Davalı … vekili vermiş olduğu cevap dilekçesi ile, ibra kararlarının geriye dönük olarak kaldırılamayacağını, zaman aşımı itirazları bulunduğunu, şirketin yönetim ve denetim kurulu üyelerine karşı açacağı davalarda zaman aşımı süresinin, ıttıla tarihinden itibaren 2 yıl ve her halükarda 5 yıl olduğunu, dava konusu işlemlerde davalıya tahmil olunabilecek bir kusur bulunmadığını beyanla davanın reddine karar verilmesini talep etmiştir.
Davalılar …, …, … tarafından verilen cevap dilekçesi ile, davacının uğradığı mutlak ve yönetim kurulu üyelerinin ve denetçilerin sorumluluğunu gerektirecek bir zararı olmadığını, dava dilekçesinde iddia edilen şahsi sorumluluk tutarının nasıl ve ne şekilde hesaplandığına dair açıklık bulunmadığını, davalıların kanun ve ana sözleşmenin kendilerine yüklediği özen ve sadakat yükümlülüklerini yerine getirmiş olup, görev süresi içinde sorumluluklarını gerektiren kusurlu bir eylem veya işlemleri bulunmadığını, kanunların ve ana sözleşmenin kendisine yüklediği özen ve sadakat görevini yerine getiren üyenin sorumluluğundan ve kusurundan bahsedilemeyeceğinin ortada olduğunu beyanla, davanın reddine karar verilmesini talep etmiştir.

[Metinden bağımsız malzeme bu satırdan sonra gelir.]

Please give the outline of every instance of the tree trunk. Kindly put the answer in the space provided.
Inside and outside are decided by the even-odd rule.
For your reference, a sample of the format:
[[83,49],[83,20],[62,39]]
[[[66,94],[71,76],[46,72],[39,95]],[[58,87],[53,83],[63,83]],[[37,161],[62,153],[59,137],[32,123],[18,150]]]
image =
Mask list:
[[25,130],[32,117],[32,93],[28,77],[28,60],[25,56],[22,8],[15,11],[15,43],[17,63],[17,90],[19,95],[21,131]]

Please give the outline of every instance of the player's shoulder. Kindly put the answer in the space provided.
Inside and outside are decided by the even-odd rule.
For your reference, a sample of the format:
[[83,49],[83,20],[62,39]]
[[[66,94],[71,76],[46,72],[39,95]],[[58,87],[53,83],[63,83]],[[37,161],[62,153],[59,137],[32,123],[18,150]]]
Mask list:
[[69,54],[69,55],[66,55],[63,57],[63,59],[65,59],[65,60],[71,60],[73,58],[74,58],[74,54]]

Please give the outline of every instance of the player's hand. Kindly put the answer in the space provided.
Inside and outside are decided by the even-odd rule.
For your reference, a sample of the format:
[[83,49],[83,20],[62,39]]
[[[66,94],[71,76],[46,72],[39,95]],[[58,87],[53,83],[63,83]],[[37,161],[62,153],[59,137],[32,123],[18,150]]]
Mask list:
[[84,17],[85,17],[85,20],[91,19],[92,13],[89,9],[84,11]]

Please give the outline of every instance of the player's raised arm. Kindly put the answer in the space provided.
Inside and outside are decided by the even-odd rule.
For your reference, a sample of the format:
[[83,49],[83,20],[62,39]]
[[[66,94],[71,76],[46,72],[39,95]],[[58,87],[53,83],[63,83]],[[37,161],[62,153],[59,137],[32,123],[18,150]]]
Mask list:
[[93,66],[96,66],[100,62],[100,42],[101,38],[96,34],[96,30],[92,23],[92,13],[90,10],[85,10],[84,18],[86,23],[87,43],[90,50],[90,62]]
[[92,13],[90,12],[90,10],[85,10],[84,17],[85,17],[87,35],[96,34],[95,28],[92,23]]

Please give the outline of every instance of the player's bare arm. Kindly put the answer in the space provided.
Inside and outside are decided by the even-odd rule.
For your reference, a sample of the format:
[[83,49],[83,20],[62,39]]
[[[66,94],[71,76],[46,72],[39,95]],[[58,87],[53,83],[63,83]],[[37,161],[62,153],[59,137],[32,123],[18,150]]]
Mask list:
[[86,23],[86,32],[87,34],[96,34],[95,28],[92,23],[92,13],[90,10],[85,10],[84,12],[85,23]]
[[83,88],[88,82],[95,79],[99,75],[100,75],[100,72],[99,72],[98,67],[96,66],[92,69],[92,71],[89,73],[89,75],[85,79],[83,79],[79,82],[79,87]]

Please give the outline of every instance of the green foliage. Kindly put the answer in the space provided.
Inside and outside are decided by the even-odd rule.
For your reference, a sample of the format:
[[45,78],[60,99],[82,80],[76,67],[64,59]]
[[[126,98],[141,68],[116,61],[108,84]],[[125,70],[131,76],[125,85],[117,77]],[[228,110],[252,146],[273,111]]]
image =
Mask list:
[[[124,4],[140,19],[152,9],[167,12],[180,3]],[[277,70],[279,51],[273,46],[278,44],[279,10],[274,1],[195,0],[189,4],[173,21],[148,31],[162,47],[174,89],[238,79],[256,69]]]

Davalılar …, …, …, … vekili tarafından sunulan cevap dilekçesi ile, geçmiş dönemde alınmış hukuken geçerli kararların, geriye etkili şekilde kaldırılmasının hem özel hukukun hem de idare hukukunun hem de hukuk devletinin en temel ilkelerinden olan hukuki güvenlik ve kazanılmış haklara saygı ilkelerinin açık bir ihlali olduğunu, ibranın bir menfi borç ikrarı olduğunu, tek taraflı olarak gerçekleştirilen ikrardan dönmenin mümkün olmadığını, davacının haksız olduğunu beyanla, davanın reddini talep etmiştir.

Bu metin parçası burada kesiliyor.